The steps for setting up a crawler depend on the options available in the Athena console. If the Connect data source link in Option A is not available, use the procedure in Option B.

Option A

Option A: To set up a crawler in AWS Glue using the Connect data source link

  1. Open the Athena console at https://console.aws.amazon.com/athena/.

  2. Choose Connect data source. If the Connect data source link is not present, use Option B.

    
                            Choose Connect data source.
  3. On the Connect data source page, choose AWS Glue Data Catalog.

  4. Click Next.

  5. On the Connection details page, choose Set up crawler in AWS Glue to retrieve schema information automatically.

  6. Click Connect to AWS Glue.

  7. On the AWS Glue console Add crawler page, follow the steps to create a crawler.

    For more information, see Populating the AWS Glue Data Catalog.

Option B

Use the following procedure to set up a AWS Glue crawler if the Connect data source link in Option A is not available in the Athena console.

Option B: To set up a crawler in AWS Glue from the AWS Glue Data Catalog link

  1. Open the Athena console at https://console.aws.amazon.com/athena/.

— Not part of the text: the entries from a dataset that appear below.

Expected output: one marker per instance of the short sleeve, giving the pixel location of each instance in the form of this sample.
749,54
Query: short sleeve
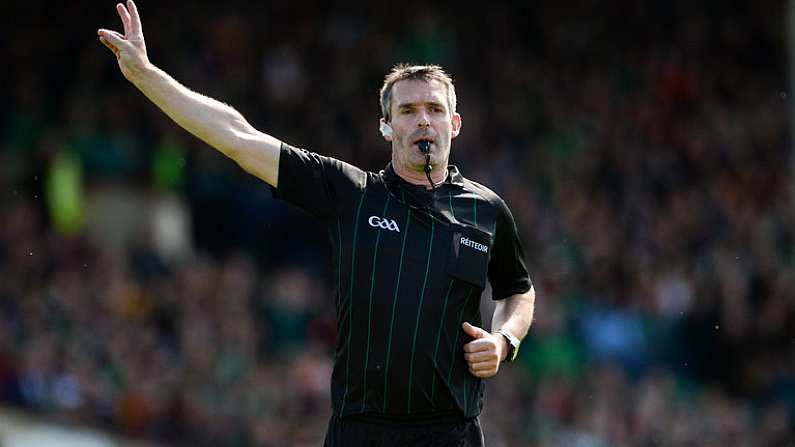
507,268
315,183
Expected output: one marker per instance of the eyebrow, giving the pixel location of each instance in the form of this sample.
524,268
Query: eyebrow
413,104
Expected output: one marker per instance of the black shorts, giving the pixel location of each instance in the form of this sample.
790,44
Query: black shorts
349,432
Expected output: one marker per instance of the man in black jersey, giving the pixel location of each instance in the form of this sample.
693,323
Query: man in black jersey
414,245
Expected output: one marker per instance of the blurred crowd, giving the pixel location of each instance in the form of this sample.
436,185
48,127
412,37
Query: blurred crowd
150,287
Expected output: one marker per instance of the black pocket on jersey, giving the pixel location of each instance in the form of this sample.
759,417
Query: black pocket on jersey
470,250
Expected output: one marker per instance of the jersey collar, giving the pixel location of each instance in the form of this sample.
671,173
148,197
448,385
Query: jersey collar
454,176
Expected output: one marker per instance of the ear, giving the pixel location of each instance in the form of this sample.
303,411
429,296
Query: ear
456,121
386,129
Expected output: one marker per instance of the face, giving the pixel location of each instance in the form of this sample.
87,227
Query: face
419,112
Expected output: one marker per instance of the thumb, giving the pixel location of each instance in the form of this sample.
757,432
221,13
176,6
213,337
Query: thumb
474,331
114,38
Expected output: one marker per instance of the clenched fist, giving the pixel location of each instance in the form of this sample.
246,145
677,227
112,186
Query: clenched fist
485,352
130,49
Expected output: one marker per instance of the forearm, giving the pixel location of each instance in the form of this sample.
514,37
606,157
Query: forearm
212,121
514,314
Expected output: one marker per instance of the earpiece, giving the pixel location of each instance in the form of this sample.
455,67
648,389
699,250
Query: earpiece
386,129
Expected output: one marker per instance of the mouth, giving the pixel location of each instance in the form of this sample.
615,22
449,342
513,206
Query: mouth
419,141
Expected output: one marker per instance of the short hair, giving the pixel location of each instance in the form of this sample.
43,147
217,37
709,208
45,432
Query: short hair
427,73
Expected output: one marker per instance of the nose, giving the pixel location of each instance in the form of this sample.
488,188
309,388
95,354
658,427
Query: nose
422,120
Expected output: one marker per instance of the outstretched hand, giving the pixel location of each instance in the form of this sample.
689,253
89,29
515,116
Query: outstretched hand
484,353
129,48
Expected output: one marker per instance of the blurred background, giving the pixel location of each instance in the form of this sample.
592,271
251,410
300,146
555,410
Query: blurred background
152,290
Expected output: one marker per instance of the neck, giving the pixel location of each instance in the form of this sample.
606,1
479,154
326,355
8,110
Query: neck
419,177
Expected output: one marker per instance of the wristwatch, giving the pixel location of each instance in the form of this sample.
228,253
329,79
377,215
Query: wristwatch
513,342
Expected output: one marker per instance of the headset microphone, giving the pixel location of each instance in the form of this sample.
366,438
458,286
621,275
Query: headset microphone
425,148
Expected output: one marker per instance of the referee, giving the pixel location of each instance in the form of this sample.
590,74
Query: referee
413,247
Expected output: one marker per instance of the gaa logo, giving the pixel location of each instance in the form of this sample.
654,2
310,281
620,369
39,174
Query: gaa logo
386,224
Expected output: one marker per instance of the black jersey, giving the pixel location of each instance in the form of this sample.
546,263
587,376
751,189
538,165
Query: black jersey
410,267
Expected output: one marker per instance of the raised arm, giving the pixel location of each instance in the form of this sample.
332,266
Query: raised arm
214,122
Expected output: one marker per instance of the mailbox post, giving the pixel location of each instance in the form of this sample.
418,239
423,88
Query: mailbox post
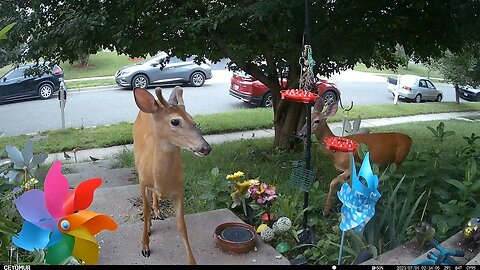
62,97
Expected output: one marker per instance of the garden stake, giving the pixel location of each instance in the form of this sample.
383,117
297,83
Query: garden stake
358,200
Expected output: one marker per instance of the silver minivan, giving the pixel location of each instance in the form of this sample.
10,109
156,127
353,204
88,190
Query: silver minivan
162,69
414,88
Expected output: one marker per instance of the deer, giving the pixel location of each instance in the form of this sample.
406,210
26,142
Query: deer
160,131
384,148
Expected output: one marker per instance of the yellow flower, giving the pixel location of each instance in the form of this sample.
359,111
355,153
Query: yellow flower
235,175
252,182
241,186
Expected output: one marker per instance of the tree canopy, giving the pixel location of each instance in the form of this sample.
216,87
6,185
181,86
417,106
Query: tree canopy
259,36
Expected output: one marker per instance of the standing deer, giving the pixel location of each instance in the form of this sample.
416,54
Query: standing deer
384,148
160,130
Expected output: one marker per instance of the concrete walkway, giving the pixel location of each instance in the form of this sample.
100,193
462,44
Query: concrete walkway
106,153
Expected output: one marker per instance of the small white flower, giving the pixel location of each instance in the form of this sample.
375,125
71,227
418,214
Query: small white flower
267,234
283,224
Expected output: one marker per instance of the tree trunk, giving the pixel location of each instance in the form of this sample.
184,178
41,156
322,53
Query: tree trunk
84,59
289,118
457,93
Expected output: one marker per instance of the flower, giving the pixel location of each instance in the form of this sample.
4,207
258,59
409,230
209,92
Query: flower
267,234
235,175
283,224
262,192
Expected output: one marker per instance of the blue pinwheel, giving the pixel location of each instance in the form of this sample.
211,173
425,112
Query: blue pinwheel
359,200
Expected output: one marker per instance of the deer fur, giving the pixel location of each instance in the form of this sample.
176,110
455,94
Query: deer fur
384,148
161,129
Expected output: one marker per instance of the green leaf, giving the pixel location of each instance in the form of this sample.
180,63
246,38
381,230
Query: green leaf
3,32
455,183
215,171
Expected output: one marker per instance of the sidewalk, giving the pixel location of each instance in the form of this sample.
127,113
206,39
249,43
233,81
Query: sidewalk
106,153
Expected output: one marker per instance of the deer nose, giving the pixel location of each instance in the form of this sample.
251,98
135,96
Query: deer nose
205,150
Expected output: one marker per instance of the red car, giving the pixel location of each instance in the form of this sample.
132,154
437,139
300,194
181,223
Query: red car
251,90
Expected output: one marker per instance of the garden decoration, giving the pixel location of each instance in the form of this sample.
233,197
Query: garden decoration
358,200
440,257
58,220
235,237
302,176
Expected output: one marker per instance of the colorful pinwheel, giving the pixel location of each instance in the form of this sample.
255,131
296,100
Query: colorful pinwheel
359,200
57,220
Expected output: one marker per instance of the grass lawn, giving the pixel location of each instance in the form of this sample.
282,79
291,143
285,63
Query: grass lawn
107,63
119,134
414,69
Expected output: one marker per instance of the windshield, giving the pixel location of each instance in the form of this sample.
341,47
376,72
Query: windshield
156,59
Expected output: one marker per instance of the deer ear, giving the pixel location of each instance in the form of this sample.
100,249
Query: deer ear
318,106
176,97
158,92
331,109
144,100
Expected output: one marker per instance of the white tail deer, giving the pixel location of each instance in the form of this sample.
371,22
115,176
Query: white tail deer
384,148
160,130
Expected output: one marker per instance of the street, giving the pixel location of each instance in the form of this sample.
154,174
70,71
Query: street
113,104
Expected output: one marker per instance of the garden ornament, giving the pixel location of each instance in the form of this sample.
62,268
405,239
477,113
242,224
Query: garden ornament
58,220
358,200
471,227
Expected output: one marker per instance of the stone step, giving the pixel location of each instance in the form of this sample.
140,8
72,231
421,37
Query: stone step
112,177
122,203
122,247
409,253
456,241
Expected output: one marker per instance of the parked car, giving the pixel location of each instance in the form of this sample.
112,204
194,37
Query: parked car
252,91
159,70
16,84
470,93
414,88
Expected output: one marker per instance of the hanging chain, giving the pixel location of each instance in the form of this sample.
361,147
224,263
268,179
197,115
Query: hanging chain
307,79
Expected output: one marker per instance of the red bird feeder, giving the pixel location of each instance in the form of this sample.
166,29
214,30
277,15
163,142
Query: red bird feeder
299,95
340,144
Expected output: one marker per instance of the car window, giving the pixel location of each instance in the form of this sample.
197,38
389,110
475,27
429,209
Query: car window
430,84
156,59
15,73
422,83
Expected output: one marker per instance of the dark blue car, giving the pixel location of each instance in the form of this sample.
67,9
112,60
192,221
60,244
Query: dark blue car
17,84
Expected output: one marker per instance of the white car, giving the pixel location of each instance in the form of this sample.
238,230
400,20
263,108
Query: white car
470,93
414,88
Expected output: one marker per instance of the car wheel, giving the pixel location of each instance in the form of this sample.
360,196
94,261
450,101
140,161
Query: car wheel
267,100
45,91
140,81
197,79
329,97
418,98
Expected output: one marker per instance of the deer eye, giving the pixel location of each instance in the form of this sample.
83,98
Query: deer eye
175,122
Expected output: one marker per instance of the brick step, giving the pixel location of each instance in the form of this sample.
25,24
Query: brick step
122,247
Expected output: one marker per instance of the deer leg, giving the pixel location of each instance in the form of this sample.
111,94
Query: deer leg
328,203
182,228
157,213
147,222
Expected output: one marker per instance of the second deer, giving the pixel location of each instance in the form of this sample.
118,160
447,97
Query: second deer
160,130
384,148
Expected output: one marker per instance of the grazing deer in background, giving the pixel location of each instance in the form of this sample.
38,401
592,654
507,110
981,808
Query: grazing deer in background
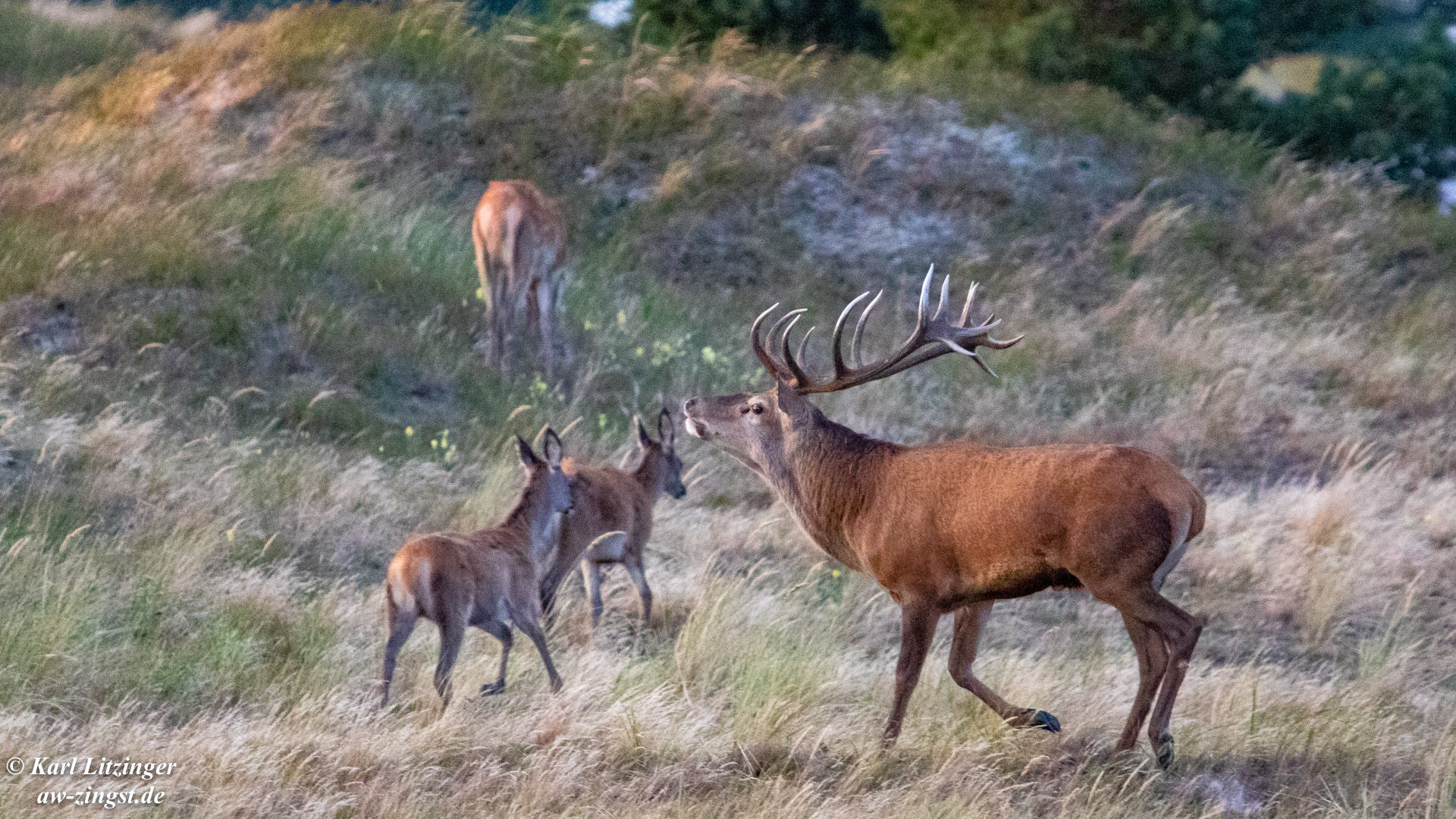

  2. Choose AWS Glue Data Catalog.

    
                            Choose AWS Glue Data Catalog.
  3. On the AWS Glue console Tables page, choose Add tables using a crawler.

    
                            Choose Add tables using a
                                    crawler.
  4. On the AWS Glue console Add crawler page, follow the steps to create a crawler.

    For more information, see Populating the AWS Glue Data Catalog.

Note

Athena does not recognize exclude patterns that you specify for an AWS Glue crawler. For example, if you have an Amazon S3 bucket that contains both .csv and .json files and you exclude the .json files from the crawler, Athena queries both groups of files. To avoid this, place the files that you want to exclude in a different location.

Adding a Schema Table Manually

The following procedure shows you how to use the Athena console to add a table manually.

To add a table and enter schema information manually

  1. Open the Athena console at https://console.aws.amazon.com/athena/.

  2. Choose Connect data source.

  3. On the Connect data source page, choose AWS Glue Data Catalog.

  4. Click Next.

  5. On the Connection details page, choose Add a table and enter schema information manually.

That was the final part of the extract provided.